Rule-Based, Neural and LLM Back-Translation: Comparative Insights from a Variant of Ladin
Samuel Frontull, Georg Moser
TL;DR
Facing scarce parallel data for Val Badia Ladin, the paper evaluates back-translation strategies using a fine-tuned NMT BT, a rule-based MT BT, and an LLM-based BT. The study trains multiple BT-enabled systems from monolingual Ladin and Italian data and reports BLEU and chrF++ alongside perplexity, finding that all BT approaches yield similar translation quality in this low-resource scenario. Round-trip translations reveal distinct model behaviors, with RBMT providing the most stable back-translation and LLMs delivering fluency but variable fidelity. The work highlights the complementary strengths of these paradigms and provides public release of resources to foster future Ladin MT research.
Abstract
This paper explores the impact of different back-translation approaches on machine translation for Ladin, specifically the Val Badia variant. Given the limited amount of parallel data available for this language (only 18k Ladin-Italian sentence pairs), we investigate the performance of a multilingual neural machine translation model fine-tuned for Ladin-Italian.
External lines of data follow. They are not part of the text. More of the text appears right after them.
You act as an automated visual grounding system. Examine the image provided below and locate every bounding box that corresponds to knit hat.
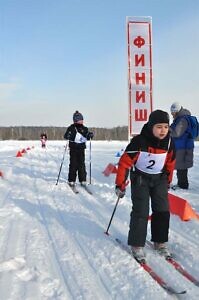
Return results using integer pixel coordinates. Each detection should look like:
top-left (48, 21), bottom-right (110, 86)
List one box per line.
top-left (148, 109), bottom-right (169, 128)
top-left (170, 102), bottom-right (182, 113)
top-left (73, 110), bottom-right (84, 123)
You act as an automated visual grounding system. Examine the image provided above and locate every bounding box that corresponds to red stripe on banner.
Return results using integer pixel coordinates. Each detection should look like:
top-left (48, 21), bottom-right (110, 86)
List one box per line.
top-left (127, 17), bottom-right (152, 138)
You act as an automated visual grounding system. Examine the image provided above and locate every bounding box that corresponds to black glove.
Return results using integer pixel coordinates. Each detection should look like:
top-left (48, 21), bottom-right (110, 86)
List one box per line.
top-left (115, 185), bottom-right (126, 198)
top-left (87, 132), bottom-right (94, 140)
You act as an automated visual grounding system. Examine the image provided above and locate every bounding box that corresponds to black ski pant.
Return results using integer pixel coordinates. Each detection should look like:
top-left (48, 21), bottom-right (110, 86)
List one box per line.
top-left (128, 174), bottom-right (170, 247)
top-left (68, 149), bottom-right (87, 182)
top-left (177, 169), bottom-right (189, 189)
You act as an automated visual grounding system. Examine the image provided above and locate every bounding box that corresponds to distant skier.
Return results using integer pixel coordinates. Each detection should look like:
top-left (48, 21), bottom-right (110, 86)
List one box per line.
top-left (115, 110), bottom-right (175, 261)
top-left (64, 111), bottom-right (93, 187)
top-left (40, 132), bottom-right (47, 148)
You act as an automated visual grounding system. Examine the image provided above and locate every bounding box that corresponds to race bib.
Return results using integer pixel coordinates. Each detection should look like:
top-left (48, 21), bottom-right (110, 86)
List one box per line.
top-left (135, 152), bottom-right (167, 174)
top-left (75, 132), bottom-right (87, 144)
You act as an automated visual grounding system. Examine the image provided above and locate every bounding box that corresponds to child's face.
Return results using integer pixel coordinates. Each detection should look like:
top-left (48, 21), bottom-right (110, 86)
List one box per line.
top-left (153, 123), bottom-right (169, 140)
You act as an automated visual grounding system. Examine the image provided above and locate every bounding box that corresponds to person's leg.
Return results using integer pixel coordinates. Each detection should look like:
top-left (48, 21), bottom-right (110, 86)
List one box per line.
top-left (128, 175), bottom-right (149, 247)
top-left (177, 169), bottom-right (189, 189)
top-left (68, 149), bottom-right (77, 182)
top-left (151, 178), bottom-right (170, 243)
top-left (77, 149), bottom-right (87, 182)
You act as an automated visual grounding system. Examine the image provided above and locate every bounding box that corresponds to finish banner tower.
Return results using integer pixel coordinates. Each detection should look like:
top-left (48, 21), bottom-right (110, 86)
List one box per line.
top-left (127, 17), bottom-right (153, 139)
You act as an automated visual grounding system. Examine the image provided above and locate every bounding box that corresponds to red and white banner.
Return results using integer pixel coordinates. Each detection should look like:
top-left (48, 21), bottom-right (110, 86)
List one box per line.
top-left (127, 17), bottom-right (153, 138)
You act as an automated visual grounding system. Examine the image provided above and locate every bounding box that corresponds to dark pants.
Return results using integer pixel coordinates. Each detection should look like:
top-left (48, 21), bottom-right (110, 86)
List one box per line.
top-left (177, 169), bottom-right (189, 189)
top-left (128, 174), bottom-right (170, 247)
top-left (68, 149), bottom-right (86, 182)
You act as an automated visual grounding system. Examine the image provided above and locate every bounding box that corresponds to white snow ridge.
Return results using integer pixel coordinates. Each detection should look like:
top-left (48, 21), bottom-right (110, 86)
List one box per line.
top-left (0, 141), bottom-right (199, 300)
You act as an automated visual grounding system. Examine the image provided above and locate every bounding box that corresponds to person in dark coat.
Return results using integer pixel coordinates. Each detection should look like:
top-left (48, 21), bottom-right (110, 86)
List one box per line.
top-left (170, 102), bottom-right (194, 189)
top-left (64, 111), bottom-right (93, 186)
top-left (40, 132), bottom-right (47, 148)
top-left (115, 110), bottom-right (175, 261)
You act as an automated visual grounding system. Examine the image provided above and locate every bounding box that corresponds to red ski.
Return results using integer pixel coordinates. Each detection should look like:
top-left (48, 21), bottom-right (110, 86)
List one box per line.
top-left (105, 234), bottom-right (186, 295)
top-left (146, 241), bottom-right (199, 286)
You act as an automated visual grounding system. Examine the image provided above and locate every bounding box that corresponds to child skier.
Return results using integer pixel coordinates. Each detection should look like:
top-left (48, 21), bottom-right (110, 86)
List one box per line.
top-left (40, 132), bottom-right (47, 148)
top-left (64, 111), bottom-right (93, 187)
top-left (115, 110), bottom-right (175, 261)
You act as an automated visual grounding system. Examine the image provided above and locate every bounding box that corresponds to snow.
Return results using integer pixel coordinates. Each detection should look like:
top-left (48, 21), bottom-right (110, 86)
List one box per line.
top-left (0, 141), bottom-right (199, 300)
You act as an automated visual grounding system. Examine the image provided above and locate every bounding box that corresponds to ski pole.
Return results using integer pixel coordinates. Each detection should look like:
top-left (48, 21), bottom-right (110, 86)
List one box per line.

In addition to the available authentic data, we synthesise further translations by using three different models: a fine-tuned neural model, a rule-based system developed specifically for this language pair, and a large language model. Our experiments show that all approaches achieve comparable translation quality in this low-resource scenario, yet round-trip translations highlight differences in model performance.